Our mission
We started in 1972 with a simple idea: that retinal disease deserves a dedicated specialty practice. Half a century later, we are five surgeons and the technicians, photographers, and administrative staff who make every clinic and surgical day possible.
We treat the conditions that affect the back of the eye — macular degeneration, diabetic retinopathy, retinal detachment, vein occlusion, macular hole, epiretinal membrane, uveitis, and dozens of others — using the same techniques and technologies you'd find at a major academic center. Because that's where most of us trained, and what we now teach.
Subspecialty focus
Retina is a subspecialty within ophthalmology. After medical school, an ophthalmologist completes a four-year residency, and a smaller subset go on to a two-year fellowship in vitreoretinal disease and surgery. All five of our partners completed that fellowship.

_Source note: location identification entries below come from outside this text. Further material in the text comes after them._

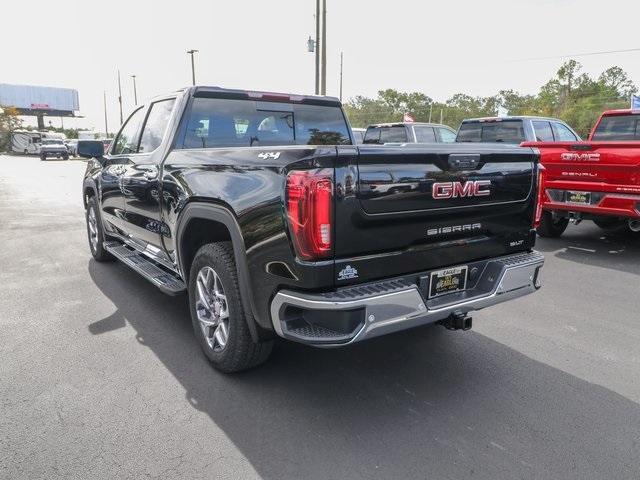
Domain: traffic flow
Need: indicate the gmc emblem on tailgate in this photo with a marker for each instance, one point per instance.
(472, 188)
(580, 157)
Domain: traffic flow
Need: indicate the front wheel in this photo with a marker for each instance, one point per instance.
(95, 232)
(218, 317)
(552, 226)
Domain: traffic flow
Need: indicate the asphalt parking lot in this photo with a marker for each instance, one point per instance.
(100, 376)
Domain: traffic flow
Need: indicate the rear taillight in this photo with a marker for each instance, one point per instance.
(310, 211)
(540, 196)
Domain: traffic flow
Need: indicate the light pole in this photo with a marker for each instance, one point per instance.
(323, 44)
(193, 67)
(341, 58)
(318, 46)
(106, 126)
(135, 92)
(120, 96)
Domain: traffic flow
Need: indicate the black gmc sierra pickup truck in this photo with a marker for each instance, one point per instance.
(263, 210)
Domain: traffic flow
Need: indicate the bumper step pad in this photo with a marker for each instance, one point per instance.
(397, 304)
(161, 278)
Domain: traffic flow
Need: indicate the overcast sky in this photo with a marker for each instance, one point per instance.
(436, 47)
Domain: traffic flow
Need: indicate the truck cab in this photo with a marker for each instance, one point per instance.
(408, 132)
(515, 130)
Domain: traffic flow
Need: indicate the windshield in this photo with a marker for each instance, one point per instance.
(218, 122)
(501, 131)
(618, 128)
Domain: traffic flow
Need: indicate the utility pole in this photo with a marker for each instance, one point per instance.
(120, 97)
(341, 59)
(193, 66)
(135, 92)
(106, 126)
(318, 47)
(323, 44)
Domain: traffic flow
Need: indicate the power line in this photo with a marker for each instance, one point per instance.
(585, 54)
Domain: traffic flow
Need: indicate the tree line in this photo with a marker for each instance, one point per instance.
(570, 95)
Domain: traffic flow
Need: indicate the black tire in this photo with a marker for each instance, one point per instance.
(551, 227)
(240, 352)
(97, 248)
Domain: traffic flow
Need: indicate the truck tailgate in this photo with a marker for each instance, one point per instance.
(414, 208)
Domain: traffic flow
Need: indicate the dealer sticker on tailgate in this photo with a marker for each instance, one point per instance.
(448, 280)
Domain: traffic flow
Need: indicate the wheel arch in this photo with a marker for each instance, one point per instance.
(221, 225)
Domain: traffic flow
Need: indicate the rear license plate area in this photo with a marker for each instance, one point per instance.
(448, 280)
(579, 198)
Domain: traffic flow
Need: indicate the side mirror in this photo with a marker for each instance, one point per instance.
(90, 148)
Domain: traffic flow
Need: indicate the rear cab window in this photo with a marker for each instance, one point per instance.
(618, 128)
(543, 131)
(444, 135)
(223, 122)
(424, 134)
(492, 131)
(395, 134)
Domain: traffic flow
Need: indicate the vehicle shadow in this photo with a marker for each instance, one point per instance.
(426, 403)
(591, 245)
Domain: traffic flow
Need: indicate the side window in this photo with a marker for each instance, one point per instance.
(563, 134)
(543, 131)
(372, 135)
(156, 125)
(127, 140)
(424, 134)
(396, 134)
(445, 135)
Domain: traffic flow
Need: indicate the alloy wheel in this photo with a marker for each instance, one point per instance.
(212, 309)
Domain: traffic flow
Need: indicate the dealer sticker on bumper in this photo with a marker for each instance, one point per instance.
(448, 280)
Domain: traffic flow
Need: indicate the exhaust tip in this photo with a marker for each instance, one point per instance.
(634, 225)
(457, 321)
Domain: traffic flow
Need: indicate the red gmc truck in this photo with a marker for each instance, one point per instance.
(597, 180)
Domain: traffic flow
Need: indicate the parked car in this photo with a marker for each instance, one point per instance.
(72, 146)
(251, 203)
(515, 130)
(358, 135)
(409, 132)
(53, 148)
(594, 180)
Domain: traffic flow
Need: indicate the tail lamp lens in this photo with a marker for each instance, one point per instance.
(309, 211)
(540, 197)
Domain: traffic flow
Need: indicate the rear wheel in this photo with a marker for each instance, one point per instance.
(95, 232)
(552, 226)
(218, 317)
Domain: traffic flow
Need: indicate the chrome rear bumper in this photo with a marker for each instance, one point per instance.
(370, 310)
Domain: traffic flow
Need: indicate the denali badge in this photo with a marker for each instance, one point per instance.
(580, 157)
(347, 272)
(472, 188)
(272, 155)
(470, 227)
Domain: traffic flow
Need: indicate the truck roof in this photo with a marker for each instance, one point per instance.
(400, 124)
(620, 111)
(219, 92)
(510, 117)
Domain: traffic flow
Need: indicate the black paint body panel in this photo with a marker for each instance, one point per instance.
(381, 234)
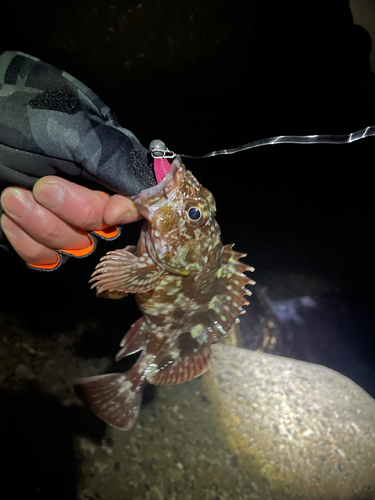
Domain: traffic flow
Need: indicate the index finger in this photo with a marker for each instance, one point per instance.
(77, 205)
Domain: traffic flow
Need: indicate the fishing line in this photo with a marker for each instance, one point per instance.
(158, 148)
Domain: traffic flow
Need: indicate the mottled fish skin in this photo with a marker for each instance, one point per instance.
(189, 287)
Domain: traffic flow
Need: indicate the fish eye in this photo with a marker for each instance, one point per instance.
(195, 213)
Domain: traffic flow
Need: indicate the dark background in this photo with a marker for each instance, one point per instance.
(205, 75)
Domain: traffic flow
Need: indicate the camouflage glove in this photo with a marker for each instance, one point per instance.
(52, 124)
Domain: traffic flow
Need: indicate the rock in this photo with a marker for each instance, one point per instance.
(302, 430)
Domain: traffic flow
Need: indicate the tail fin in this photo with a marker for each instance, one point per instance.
(115, 398)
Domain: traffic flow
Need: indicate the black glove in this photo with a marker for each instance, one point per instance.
(52, 124)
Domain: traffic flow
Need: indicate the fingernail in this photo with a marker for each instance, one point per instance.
(16, 202)
(49, 195)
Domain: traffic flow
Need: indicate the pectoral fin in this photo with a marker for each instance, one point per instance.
(121, 272)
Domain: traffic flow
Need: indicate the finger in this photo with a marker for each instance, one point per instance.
(39, 223)
(75, 204)
(120, 210)
(27, 248)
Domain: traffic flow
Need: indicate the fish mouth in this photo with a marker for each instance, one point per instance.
(147, 196)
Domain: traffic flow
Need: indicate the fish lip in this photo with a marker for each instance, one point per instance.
(155, 190)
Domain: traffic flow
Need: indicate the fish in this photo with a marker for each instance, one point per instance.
(190, 288)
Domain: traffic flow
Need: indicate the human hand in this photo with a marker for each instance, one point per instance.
(57, 215)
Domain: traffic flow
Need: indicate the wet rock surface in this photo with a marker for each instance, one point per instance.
(301, 430)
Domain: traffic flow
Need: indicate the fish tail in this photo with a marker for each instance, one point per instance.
(115, 397)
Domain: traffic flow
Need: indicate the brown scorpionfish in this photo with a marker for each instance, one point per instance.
(189, 287)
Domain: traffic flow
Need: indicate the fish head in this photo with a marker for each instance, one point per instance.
(182, 231)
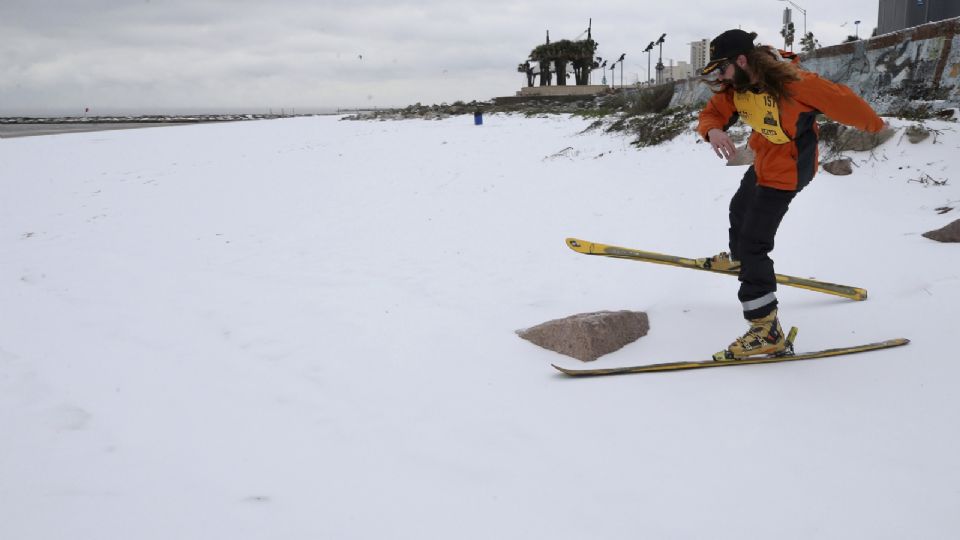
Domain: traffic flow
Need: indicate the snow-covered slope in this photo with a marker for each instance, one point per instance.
(304, 328)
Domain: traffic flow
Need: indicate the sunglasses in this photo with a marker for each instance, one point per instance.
(721, 67)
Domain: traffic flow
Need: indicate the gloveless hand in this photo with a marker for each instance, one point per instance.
(722, 144)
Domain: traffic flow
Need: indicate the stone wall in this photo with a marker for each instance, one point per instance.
(565, 90)
(915, 67)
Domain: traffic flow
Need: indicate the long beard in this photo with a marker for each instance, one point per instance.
(741, 79)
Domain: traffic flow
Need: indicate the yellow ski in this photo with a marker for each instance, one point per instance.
(676, 366)
(593, 248)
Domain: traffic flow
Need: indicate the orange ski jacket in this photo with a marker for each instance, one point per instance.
(785, 132)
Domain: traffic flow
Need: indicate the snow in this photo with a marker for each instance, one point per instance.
(304, 328)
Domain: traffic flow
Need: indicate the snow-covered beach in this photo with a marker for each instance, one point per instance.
(304, 328)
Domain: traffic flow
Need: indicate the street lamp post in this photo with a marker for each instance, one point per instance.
(801, 11)
(647, 50)
(660, 59)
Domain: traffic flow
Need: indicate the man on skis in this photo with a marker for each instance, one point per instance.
(780, 102)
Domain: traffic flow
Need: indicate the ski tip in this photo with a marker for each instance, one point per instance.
(565, 371)
(580, 246)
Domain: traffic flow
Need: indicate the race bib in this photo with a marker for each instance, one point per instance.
(760, 111)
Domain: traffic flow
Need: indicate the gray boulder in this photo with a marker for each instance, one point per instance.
(839, 167)
(589, 336)
(950, 233)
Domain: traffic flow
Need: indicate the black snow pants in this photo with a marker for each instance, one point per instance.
(755, 215)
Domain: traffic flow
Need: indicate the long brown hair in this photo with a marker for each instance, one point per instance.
(772, 73)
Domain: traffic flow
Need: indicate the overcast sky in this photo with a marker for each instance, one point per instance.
(65, 55)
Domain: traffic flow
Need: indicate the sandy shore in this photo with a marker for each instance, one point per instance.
(8, 131)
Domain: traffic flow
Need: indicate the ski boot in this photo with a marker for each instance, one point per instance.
(765, 337)
(721, 261)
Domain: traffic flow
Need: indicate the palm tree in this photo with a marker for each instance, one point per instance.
(563, 52)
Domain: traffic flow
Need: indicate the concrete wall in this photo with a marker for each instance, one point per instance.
(913, 67)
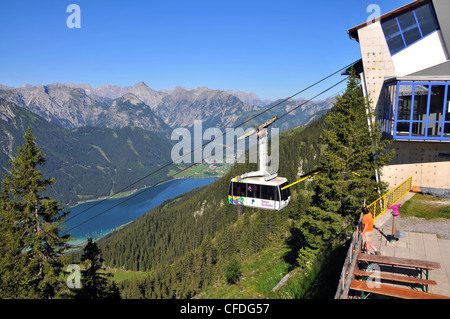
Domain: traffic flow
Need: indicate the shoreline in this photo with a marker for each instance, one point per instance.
(78, 242)
(133, 191)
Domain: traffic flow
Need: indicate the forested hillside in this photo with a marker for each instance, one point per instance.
(87, 162)
(187, 242)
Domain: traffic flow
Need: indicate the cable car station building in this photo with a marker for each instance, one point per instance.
(405, 72)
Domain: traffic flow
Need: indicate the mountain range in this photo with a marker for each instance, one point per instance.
(98, 140)
(76, 105)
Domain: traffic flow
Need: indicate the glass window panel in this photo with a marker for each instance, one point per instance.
(418, 129)
(285, 193)
(409, 27)
(402, 128)
(427, 19)
(268, 192)
(251, 190)
(436, 103)
(434, 129)
(393, 36)
(393, 90)
(404, 102)
(420, 102)
(239, 189)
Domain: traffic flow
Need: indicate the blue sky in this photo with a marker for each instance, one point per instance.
(272, 48)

What this means in practice: this is what we do all day. Every patient we see has a problem somewhere between the lens of the eye and the optic nerve. We don't perform cataract surgery, fit glasses, or treat glaucoma. The narrowness of our focus is what allows the depth of expertise within it.
Academic affiliations
All five partners hold appointments as Clinical Assistant Professors at SUNY Upstate Medical University, where we teach medical students and residents in ophthalmology.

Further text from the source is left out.